Мое отделение на седьмом этаже называлось «Бухгалтерский сервис». Я консультировал бухгалтерский учет для мелких и средних предприятий. Консультанты по налогам и финансам работали сутки напролет, а у нас нагрузка была поменьше. В одиннадцать часов вечера в пустынном, преувеличенно открытом конторском пейзаже можно было встретить разве что одинокую уборщицу с тележкой с моющими средствами и разнообразными губками и щетками.
Себбе то и дело вздыхал и постанывал. Среди компьютеров, экранов и конторских кресел он смотрелся примерно так же, как бегемот в плавательном бассейне в Эриксдале.
– Значит, здесь ты и работаешь?
– Каждый день. Но я взял больничный, чтобы собрать тебе бабки.
– Тяжелый случай. И что это за лавочка?
– Обычная контора.
– И чем ты занимаешься?
– Мечтает о настоящей жизни! – заржал Максим. – Они все здесь мечтают о настоящей жизни. Мечтают и дрочат друг другу, потому что настоящей жизни им не видать как своих ушей.
Я провел их к своему столу. Все время косился на дверь лифта – не дай бог, кто-то появится в этот час. Маловероятно, но возможно. И очень скверно. Придется отвечать на вопросы.
– Правда, что ль? – спросил Себбе. – Вы и вправду дрочите друг другу?
– Почти все женаты и с детьми. Остальные женщины, за женщин ручаться не могу.

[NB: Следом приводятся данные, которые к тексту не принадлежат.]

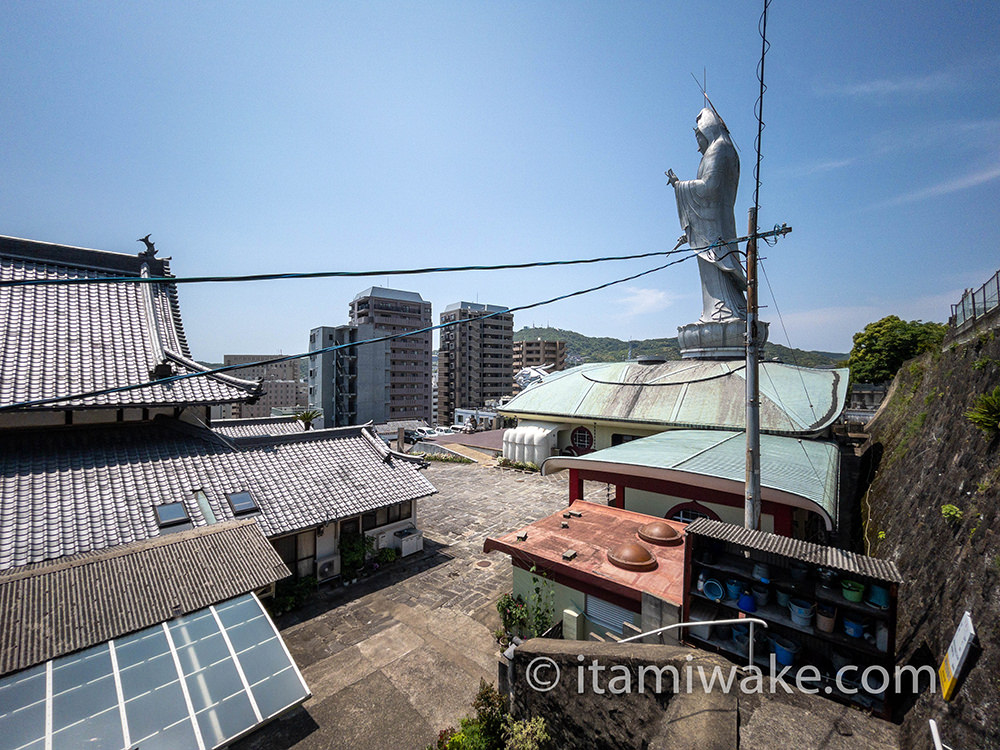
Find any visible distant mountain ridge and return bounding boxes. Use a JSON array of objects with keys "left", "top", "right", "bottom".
[{"left": 514, "top": 327, "right": 847, "bottom": 367}]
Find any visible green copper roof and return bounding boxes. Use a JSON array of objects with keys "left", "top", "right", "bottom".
[
  {"left": 544, "top": 430, "right": 840, "bottom": 521},
  {"left": 500, "top": 359, "right": 848, "bottom": 435}
]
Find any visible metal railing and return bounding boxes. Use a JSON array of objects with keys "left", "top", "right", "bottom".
[
  {"left": 948, "top": 271, "right": 1000, "bottom": 330},
  {"left": 618, "top": 617, "right": 767, "bottom": 667},
  {"left": 930, "top": 719, "right": 952, "bottom": 750}
]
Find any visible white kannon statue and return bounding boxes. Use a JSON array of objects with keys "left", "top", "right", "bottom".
[{"left": 667, "top": 107, "right": 747, "bottom": 323}]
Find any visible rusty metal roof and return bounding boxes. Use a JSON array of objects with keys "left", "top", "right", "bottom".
[
  {"left": 687, "top": 518, "right": 903, "bottom": 583},
  {"left": 498, "top": 359, "right": 848, "bottom": 435}
]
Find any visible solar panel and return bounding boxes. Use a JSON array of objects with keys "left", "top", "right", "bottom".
[
  {"left": 0, "top": 594, "right": 309, "bottom": 750},
  {"left": 226, "top": 492, "right": 260, "bottom": 516}
]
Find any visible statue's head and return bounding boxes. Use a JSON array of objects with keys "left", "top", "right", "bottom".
[{"left": 694, "top": 107, "right": 729, "bottom": 153}]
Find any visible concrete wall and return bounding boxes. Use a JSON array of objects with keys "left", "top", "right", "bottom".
[{"left": 510, "top": 638, "right": 739, "bottom": 750}]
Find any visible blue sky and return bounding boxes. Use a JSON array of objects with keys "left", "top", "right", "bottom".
[{"left": 0, "top": 0, "right": 1000, "bottom": 360}]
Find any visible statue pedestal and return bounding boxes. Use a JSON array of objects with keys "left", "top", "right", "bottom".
[{"left": 677, "top": 320, "right": 768, "bottom": 359}]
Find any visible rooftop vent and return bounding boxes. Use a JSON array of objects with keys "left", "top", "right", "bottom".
[
  {"left": 638, "top": 521, "right": 682, "bottom": 546},
  {"left": 608, "top": 542, "right": 656, "bottom": 571}
]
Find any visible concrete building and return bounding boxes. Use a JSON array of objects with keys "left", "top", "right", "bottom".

– Напрягись, ученый! Ты прекрасно понял. Вы имеете не то, что хотите, а то, что можете.
Мне вовсе не хотелось с ним спорить. Лишь бы уйти отсюда поскорее.
Я промолчал.
Себбе вдруг насторожился.
– Что с тобой? В сортир приспичило?
– Нет, нет. Мне надо сосредоточиться, чтобы провернуть для тебя эту штуку.
– Но ответить-то ты можешь? Вы имеете, что хотите? Или как? Только не ври. Вы все хотите жить настоящей жизнью, как я или Максим. Вы ненавидите свою работу – сидеть в этом цехе, обсуждать финал «Экспедиции Робинзон», сраные этаноловые тачки и родительские собрания ваших щенков. Вы же хотите жить! Трахать кого захотите. Вы же свободные люди!
Он даже задышал чаще. Но я по-прежнему не знал, что ему ответить.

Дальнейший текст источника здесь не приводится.